Lin Chih-Chung, Tseng Hsiao-Wei, Hsieh Hsi-Lung, Lee Chiang-Wen, Wu Cheng-Ying, Cheng Ching-Yi, Yang Chuen-Mao
Department of Anesthetics, Chang Gung University, Kwei-San, Tao-Yuan, Taiwan.
Toxicol Appl Pharmacol. 2008 Jun 15;229(3):386-98. doi: 10.1016/j.taap.2008.01.032. Epub 2008 Feb 9.
Matrix metalloproteinases (MMPs), in particular MMP-9, have been shown to be induced by cytokines including tumor necrosis factor-alpha (TNF-alpha) and contributes to airway inflammation. However, the mechanisms underlying MMP-9 expression induced by TNF-alpha in human A549 cells remain unclear. Here, we showed that TNF-alpha induced production of MMP-9 protein and mRNA is determined by zymographic, Western blotting, RT-PCR and ELISA assay, which were attenuated by inhibitors of MEK1/2 (U0126), JNK (SP600125), and NF-kappaB (helenalin), and transfection with dominant negative mutants of ERK2 (DeltaERK) and JNK (DeltaJNK), and siRNAs for MEK1, p42 and JNK2. TNF-alpha-stimulated phosphorylation of p42/p44 MAPK and JNK were attenuated by pretreatment with the inhibitors U0126 and SP600125 or transfection with dominant negative mutants of DeltaERK and DeltaJNK. Furthermore, the involvement of NF-kappaB in TNF-alpha-induced MMP-9 production was consistent with that TNF-alpha-stimulated degradation of IkappaB-alpha and translocation of NF-kappaB into the nucleus which were blocked by helenalin, but not by U0126 and SP600125, revealed by immunofluorescence staining. The regulation of MMP-9 gene transcription by MAPKs and NF-kappaB was further confirmed by gene luciferase activity assay. MMP-9 promoter activity was enhanced by TNF-alpha in A549 cells transfected with wild-type MMP-9-Luc, which was inhibited by helenalin, U0126, or SP600125. In contrast, TNF-alpha-stimulated MMP-9 luciferase activity was totally lost in cells transfected with mutant-NF-kappaB MMP-9-luc. Moreover, pretreatment with actinomycin D and cycloheximide attenuated TNF-alpha-induced MMP-9 expression. These results suggest that in A549 cells, phosphorylation of p42/p44 MAPK, JNK, and transactivation of NF-kappaB are essential for TNF-alpha-induced MMP-9 gene expression.
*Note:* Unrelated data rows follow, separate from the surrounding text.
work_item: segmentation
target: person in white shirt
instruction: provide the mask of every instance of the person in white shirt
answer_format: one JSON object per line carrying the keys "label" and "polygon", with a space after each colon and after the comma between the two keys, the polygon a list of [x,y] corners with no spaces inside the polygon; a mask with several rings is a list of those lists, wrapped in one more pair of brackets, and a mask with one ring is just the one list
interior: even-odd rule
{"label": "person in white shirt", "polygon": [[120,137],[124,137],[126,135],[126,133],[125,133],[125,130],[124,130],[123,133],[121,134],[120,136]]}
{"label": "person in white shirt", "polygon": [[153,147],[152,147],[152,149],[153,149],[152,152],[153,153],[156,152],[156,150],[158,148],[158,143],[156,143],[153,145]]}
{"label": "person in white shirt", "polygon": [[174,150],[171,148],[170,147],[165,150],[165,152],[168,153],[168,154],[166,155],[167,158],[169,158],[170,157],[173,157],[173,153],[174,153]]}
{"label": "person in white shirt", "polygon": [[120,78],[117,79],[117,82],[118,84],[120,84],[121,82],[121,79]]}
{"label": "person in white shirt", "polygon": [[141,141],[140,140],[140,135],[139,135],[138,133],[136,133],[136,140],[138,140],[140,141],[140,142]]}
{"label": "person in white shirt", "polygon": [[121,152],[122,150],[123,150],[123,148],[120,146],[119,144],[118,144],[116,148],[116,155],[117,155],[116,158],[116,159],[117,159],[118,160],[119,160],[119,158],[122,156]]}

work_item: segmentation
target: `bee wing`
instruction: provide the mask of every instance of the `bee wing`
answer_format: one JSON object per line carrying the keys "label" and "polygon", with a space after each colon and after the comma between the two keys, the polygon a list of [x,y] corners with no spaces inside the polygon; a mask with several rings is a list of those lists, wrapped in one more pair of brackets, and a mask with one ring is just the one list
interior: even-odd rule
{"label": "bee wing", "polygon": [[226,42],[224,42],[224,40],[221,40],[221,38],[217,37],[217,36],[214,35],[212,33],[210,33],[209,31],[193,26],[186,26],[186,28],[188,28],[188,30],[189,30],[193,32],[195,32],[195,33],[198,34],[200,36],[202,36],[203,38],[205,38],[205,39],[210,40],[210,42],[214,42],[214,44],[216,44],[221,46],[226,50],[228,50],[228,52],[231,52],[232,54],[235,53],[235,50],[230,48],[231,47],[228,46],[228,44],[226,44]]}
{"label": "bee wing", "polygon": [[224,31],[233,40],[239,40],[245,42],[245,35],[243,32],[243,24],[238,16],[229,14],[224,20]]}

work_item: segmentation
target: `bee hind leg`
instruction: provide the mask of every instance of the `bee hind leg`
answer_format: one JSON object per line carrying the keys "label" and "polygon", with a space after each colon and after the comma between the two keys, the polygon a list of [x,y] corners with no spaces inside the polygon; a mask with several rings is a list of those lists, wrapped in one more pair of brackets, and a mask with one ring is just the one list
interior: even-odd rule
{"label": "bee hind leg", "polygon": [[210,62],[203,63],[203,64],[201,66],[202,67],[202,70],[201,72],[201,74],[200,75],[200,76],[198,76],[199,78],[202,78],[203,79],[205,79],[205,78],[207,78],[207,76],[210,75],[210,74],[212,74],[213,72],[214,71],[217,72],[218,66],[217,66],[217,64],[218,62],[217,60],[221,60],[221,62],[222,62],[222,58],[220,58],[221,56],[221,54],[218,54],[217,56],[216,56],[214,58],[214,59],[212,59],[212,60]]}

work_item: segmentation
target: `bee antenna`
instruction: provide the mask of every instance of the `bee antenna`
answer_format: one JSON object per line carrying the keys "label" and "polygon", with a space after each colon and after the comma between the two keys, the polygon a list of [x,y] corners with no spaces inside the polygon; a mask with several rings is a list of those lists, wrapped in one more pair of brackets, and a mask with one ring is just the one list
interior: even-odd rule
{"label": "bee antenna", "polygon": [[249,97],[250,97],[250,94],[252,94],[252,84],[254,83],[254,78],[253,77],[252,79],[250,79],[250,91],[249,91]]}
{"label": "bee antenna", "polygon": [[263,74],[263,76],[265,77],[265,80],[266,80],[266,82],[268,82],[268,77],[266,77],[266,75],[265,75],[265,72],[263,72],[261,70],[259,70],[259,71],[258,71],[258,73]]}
基质金属蛋白酶(MMPs),尤其是MMP-9,已被证明可由包括肿瘤坏死因子-α(TNF-α)在内的细胞因子诱导产生,并参与气道炎症反应。然而,TNF-α诱导人A549细胞中MMP-9表达的机制仍不清楚。在此,我们通过酶谱分析、蛋白质印迹法、逆转录-聚合酶链反应(RT-PCR)和酶联免疫吸附测定(ELISA)表明,TNF-α诱导的MMP-9蛋白和mRNA的产生可被MEK1/2抑制剂(U0126)、JNK抑制剂(SP600125)和NF-κB抑制剂(海兔毒素)以及用显性负性突变体ERK2(ΔERK)和JNK(ΔJNK)转染,以及针对MEK1、p42和JNK2的小干扰RNA(siRNAs)所减弱。用抑制剂U0126和SP600125预处理或用显性负性突变体ΔERK和ΔJNK转染可减弱TNF-α刺激的p42/p44丝裂原活化蛋白激酶(MAPK)和JNK的磷酸化。此外,免疫荧光染色显示,NF-κB参与TNF-α诱导的MMP-9产生与TNF-α刺激的IκB-α降解和NF-κB易位至细胞核一致,这被海兔毒素阻断,但未被U0126和SP600125阻断。基因荧光素酶活性测定进一步证实了MAPKs和NF-κB对MMP-9基因转录的调控。在用野生型MMP-9-Luc转染的A549细胞中,TNF-α增强了MMP-9启动子活性,这被海兔毒素、U0126或SP600125抑制。相反,在用突变型-NF-κB MMP-9-luc转染的细胞中,TNF-α刺激的MMP-9荧光素酶活性完全丧失。此外,用放线菌素D和环己酰亚胺预处理可减弱TNF-α诱导的MMP-9表达。这些结果表明,在A549细胞中,p42/p44 MAPK、JNK的磷酸化以及NF-κB的反式激活对于TNF-α诱导的MMP-9基因表达至关重要。